There was one paper, though, which wasn't in the actual list but which I read because it was alluded to and was written by someone whose paper I had liked.
It was about reflexivity - basically, about accepting that every person - researcher, philosopher, whatever - is embedded in a cultural framework, that everyone has the education and family and neuronal patterns of themselves and not of any kind of imaginary 'everyperson'.
The way they approached this was not just to consider their own situation but to make it transparent. So, while part of the paper was expressing this view that in order to be transparent, writers should - in some way - make clear their own perspective, and part was done in the form of a sort of autobiographical note.

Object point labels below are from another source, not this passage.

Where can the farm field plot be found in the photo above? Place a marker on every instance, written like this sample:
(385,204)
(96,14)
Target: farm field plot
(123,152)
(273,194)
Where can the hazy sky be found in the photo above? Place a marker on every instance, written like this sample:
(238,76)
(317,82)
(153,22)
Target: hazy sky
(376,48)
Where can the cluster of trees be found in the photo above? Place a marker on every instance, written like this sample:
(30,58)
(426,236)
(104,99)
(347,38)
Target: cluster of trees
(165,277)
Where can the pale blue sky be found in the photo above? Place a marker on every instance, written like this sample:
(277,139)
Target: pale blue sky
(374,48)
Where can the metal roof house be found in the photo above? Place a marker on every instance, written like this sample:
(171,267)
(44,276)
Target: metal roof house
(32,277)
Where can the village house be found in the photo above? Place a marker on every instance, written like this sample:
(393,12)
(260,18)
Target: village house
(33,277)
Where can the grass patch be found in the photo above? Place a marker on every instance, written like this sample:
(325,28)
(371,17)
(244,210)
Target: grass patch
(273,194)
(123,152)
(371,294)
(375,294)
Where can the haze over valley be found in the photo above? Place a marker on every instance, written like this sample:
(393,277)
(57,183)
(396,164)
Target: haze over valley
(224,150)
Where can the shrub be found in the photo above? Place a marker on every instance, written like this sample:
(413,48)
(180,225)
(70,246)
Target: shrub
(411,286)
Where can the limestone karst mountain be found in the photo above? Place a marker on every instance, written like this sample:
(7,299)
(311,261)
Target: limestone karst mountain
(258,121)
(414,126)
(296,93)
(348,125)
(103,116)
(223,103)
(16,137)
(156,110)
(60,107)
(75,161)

What really got me was that they quoted Nietzsche, James Rachels (whom I like) and Onora O'Neill (who I think was friends with Iris Murdoch) all saying that philosophers start from a moral intuition, as assumption, that cannot be logically proven, that either, say, deontology or consequentialism rules. But they never seem to acknowledge this. They try to make the grand claim that their thesis is THE thesis - but they can only use logic within the system of reference that they have already asserted without logical proof.
This relates to something IMcG talks about - Kurt Gödel's incompleteness theorem. Essentially, what that says is that inside every closed system there are things that the system cannot prove... he was really talking about mathematics and it's hellishly complicated... but the idea seems to be a useful corrective for hubris.
The paper I read asserted that there may be a responsibility for a philosopher and more strongly for a researcher to state clearly their stance - because the stance one takes will affect the questions one asks, the examples one focuses upon and the meaning one draws from any given evidence.
This, it seems to me, is practical. What's more, it made me feel less alone in my frustration with the occasional dogmatism of theorists. A bridge to the dreaded and beyond!!